I Battuti erano una congregazione religiosa formata da laici dediti a una spiritualità fatta di lunghe orazioni, di severe penitenze e di azioni sociali e caritative.
I
secoli XIII e XIV videro anche le prime annose liti che opposero la comunità di Pinzolo e Baldino al monastero di Campiglio e le azioni allora intraprese per la difesa del patrimonio boschivo e prativo, principale fonte del reddito locale.
Nel 1500 fu restaurata la cappella di San Gerolamo in Baldino: non è tuttavia possibile datare con precisione la costruzione di questo edificio sacro che i monaci di Campiglio usarono come propria succursale e come base da cui irraggiare la loro opera di evangelizzazione. Qui venivano raccolte le offerte fatte dai devoti dell'ospizio, oblazioni peraltro assai generose. La cappella fu soppressa nel 1825 per ordine del vescovo che la giudicò indegna e priva di mezzi.
L'importante chiesa cimiteriale dedicata oggi a San Vigilio ha origini antiche: risale probabilmente a prima del Mille; nei primi decenni del XVI secolo le sue dimensioni erano ridotte. Divenne chiesa di cura d'anime nel 1642 quando Pinzolo e Carisolo si separarono dalla curazia di Sopracqua di Giustino e ne costruirono una autonoma (fino al 1727). Nel 1539 Simone Baschenis ne decorò la parete sud eseguendovi il famoso Trionfo della Morte con la relativa Danza Macabra, i Sette Peccati Capitali e la Resurrezione di Cristo. Il pittore aveva già svolto tale tema sulla chiesa di Santo Stefano a Carisolo, ma qui raggiunse i vertici della sua arte. Il significato spirituale e ascetico dell'opera traspare anche attraverso le didascalie che riflettono una visione del mondo particolarmente austera e cupa. Sembra che a tale iniziativa non fosse stata estranea la Compagnia dei Battuti, la "Fradaja de li Batui", che allora viveva un periodo di particolare fervore.
Nel 1540 Simone Baschenis si dedicò alla decorazione dell'interno della chiesa: nel presbiterio apparirono così le storie di S. Vigilio, Cristo in croce attorniato dall'Addolorata, S. Giovanni, le Pie Donne, gli Apostoli, S. Vigilio in trono, Cristo pantocratore con i Dottori della Chiesa e gli Evangelisti.

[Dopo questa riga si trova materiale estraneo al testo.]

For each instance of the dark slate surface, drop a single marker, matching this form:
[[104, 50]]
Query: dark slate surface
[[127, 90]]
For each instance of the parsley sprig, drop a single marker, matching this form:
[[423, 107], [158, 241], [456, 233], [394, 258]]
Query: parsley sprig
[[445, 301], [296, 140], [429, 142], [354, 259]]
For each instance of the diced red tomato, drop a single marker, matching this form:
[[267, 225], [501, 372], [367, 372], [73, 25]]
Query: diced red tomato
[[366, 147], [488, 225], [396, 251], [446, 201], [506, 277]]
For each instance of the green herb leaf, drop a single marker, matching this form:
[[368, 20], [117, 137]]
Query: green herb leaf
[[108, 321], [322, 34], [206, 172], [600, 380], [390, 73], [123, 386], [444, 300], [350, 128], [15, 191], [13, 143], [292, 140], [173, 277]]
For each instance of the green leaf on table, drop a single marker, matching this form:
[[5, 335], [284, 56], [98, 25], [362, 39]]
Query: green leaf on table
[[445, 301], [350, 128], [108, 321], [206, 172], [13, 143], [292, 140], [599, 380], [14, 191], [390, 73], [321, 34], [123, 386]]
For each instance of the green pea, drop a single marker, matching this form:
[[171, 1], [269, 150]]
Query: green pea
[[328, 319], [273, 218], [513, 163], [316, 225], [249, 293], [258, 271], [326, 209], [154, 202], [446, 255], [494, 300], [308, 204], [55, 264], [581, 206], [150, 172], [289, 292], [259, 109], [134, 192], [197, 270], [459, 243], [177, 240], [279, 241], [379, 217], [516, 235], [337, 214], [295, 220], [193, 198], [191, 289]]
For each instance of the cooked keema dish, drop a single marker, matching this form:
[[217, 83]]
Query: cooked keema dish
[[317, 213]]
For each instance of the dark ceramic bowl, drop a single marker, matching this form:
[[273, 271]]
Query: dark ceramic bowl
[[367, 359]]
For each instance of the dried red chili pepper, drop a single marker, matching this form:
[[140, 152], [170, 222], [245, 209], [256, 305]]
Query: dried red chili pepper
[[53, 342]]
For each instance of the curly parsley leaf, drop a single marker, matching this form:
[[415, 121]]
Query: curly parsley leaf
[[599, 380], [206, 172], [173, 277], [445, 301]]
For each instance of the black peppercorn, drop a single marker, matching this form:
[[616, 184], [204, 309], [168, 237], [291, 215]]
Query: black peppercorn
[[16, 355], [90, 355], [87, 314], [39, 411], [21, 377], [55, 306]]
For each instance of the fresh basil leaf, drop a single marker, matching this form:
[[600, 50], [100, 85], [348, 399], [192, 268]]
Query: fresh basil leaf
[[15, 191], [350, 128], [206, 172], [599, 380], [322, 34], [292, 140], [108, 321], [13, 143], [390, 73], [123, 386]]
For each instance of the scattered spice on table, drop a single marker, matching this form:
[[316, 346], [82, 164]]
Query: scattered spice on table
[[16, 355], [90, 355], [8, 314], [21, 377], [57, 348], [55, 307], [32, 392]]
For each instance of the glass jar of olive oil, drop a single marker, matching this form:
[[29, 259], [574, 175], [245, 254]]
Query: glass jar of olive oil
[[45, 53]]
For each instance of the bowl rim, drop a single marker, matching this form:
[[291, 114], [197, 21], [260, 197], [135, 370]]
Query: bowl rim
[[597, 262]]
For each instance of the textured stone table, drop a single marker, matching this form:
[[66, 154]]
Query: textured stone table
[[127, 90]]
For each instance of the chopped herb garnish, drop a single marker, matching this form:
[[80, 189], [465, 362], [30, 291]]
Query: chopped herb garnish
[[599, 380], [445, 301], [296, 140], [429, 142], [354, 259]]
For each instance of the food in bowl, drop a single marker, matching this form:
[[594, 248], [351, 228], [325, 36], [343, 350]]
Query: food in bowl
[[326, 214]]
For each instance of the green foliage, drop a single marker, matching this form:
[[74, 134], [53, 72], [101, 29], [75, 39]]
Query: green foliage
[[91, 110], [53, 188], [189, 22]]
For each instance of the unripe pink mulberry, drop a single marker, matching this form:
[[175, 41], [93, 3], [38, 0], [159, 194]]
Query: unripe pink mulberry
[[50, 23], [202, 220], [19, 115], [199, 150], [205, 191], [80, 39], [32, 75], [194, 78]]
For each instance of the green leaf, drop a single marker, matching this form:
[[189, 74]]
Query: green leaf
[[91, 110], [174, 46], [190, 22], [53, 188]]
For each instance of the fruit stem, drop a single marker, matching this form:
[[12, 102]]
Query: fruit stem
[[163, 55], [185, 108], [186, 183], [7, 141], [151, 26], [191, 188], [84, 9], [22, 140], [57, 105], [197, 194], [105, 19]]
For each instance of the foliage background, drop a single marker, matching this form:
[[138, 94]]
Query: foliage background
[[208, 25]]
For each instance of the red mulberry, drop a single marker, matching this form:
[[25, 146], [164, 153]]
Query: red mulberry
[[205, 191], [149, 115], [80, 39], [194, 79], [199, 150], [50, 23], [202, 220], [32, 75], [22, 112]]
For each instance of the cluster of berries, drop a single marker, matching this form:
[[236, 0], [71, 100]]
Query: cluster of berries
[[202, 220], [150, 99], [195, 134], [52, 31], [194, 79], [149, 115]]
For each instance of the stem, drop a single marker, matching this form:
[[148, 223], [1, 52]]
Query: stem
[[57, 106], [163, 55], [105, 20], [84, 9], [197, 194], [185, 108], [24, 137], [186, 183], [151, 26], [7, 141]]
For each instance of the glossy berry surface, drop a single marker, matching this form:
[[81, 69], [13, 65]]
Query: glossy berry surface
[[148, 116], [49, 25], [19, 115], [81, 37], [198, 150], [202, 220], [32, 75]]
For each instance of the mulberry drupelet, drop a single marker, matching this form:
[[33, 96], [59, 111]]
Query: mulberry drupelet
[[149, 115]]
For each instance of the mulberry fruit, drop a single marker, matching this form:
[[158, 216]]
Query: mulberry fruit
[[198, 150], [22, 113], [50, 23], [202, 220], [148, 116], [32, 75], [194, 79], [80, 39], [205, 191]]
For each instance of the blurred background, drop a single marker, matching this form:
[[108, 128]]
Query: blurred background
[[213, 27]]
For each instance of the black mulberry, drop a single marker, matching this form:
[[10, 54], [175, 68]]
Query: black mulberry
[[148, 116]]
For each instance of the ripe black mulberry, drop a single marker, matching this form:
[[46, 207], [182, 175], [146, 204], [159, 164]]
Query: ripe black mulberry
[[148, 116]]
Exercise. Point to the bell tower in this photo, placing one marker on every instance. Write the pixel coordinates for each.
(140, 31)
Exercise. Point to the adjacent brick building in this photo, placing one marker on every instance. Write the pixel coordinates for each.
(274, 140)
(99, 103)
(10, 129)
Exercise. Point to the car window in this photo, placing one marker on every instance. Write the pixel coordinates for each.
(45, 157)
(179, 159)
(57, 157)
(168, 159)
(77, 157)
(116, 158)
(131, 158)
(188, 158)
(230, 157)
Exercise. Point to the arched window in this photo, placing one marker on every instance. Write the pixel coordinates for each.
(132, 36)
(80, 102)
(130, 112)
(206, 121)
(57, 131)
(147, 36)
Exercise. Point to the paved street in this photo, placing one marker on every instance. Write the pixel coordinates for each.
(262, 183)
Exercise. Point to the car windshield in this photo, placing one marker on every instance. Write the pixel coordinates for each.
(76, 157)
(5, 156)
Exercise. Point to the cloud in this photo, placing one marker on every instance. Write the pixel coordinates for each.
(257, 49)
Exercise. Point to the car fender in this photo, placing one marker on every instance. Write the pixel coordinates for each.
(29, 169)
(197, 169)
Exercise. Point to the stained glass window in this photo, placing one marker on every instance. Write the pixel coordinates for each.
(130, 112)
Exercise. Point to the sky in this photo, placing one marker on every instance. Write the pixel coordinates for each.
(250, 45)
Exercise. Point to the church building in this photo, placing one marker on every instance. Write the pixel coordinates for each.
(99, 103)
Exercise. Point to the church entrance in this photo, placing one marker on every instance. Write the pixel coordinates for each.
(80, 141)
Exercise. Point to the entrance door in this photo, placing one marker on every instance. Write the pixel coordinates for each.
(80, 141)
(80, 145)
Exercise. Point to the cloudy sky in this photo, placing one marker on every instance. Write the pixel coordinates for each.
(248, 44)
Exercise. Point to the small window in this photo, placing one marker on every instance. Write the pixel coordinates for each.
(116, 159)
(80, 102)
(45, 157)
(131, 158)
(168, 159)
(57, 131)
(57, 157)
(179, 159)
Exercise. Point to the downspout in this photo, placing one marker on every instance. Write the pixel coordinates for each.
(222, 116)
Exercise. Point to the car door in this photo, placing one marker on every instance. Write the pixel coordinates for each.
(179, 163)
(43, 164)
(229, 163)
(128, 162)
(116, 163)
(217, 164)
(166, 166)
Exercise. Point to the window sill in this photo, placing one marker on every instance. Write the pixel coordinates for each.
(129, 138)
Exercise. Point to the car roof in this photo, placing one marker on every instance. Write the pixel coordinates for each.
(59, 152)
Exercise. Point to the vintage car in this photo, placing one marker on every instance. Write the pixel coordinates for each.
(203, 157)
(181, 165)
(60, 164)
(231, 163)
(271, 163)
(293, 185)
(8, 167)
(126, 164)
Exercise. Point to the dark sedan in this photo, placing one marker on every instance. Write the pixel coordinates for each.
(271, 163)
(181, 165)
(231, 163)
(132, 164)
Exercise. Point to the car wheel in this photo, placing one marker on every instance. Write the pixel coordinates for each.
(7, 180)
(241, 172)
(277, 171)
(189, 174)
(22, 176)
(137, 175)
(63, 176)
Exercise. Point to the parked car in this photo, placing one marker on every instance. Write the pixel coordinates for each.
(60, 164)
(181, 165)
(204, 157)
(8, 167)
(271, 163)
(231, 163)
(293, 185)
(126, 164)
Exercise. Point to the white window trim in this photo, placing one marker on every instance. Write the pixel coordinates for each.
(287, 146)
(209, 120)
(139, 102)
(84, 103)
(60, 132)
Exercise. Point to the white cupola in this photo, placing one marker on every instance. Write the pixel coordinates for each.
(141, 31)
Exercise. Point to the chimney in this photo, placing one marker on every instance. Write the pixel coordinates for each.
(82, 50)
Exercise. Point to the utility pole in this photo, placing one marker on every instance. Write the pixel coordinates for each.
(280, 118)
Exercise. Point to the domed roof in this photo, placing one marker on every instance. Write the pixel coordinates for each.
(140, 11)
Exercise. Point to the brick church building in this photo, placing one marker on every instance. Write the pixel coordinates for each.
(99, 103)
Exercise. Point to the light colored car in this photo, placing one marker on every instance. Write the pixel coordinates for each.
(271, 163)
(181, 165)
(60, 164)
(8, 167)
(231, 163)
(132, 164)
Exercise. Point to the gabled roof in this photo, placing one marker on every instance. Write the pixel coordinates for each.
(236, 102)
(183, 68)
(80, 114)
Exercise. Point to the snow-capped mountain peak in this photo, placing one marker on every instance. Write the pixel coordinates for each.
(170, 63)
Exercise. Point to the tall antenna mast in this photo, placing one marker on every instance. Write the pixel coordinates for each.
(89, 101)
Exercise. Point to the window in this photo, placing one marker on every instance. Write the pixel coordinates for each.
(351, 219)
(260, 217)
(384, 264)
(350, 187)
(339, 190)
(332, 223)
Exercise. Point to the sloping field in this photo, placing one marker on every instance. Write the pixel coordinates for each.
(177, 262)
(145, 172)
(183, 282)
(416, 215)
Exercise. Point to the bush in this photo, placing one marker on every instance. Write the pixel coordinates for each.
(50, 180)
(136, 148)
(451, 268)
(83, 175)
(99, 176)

La peste del 1630 raggiunse Pinzolo: l'emigrazione a cui parte la comunità fu costretta trova conferma nella laconica iscrizione posta sull'altare della chiesa di S. Martino a Mantova datata 1659: qui si incontravano settimanalmente gli emigrati di Pinzolo. Nella seconda metà del XVIII secolo si profilò urgente il problema di innalzare un edificio sacro che sostituisse la chiesa di S. Vigilio, ormai divenuta insufficiente ad accogliere i fedeli. Dopo lunghe discussioni di decise di abbattere l'antica chiesetta medioevale di S. Lorenzo, posta nel centro del paese, e di costruirne una nuova, completata nel 1777.
Nel 1823 nacque a Pinzolo Nepomuceno Bolognini, una delle figure più rappresentative del Risorgimento trentino, coinvolto nei moti irredentisti che si conclusero nel 1866 con la battaglia di Bezzecca. Egli fondò con Prospero Marchetti nel 1882, nel suo paese natale, la SAT e approfondì e divulgò la conoscenza della storia e del folclore di Pinzolo. Coerentemente alla sua vocazione turistica e montana, nel 1952 fu costruito qui il primo Corpo di Soccorso Alpino italiano grazie all'opera di Angiolino Binelli. Tra il 26 e il 27 giugno del 1913 un tremendo incendio distrusse il paese di Pinzolo, risparmiando la frazione di Baldino e la chiesa parrocchiale. La prima guerra mondiale ebbe uno dei suoi più importanti teatri nella zona dell'Adamello e non risparmiò il paese di Pinzolo sia in temini di morti che di pericoli e di difficoltà. Peraltro la povertà dell'intera Val Rendena e di Pinzolo spinsero soprattutto all'inizio del secolo, numeri sempre più cospicui di suoi abitanti ad abbandonare la loro terra, emigrando alla ricerca di lavoro e di un minimo di benessere. Agli arrotini di Pinzolo che girarono il mondo con la mola ad affilare coltelli e lame nel 1969 fu eretto un monumento all'entrata del paese.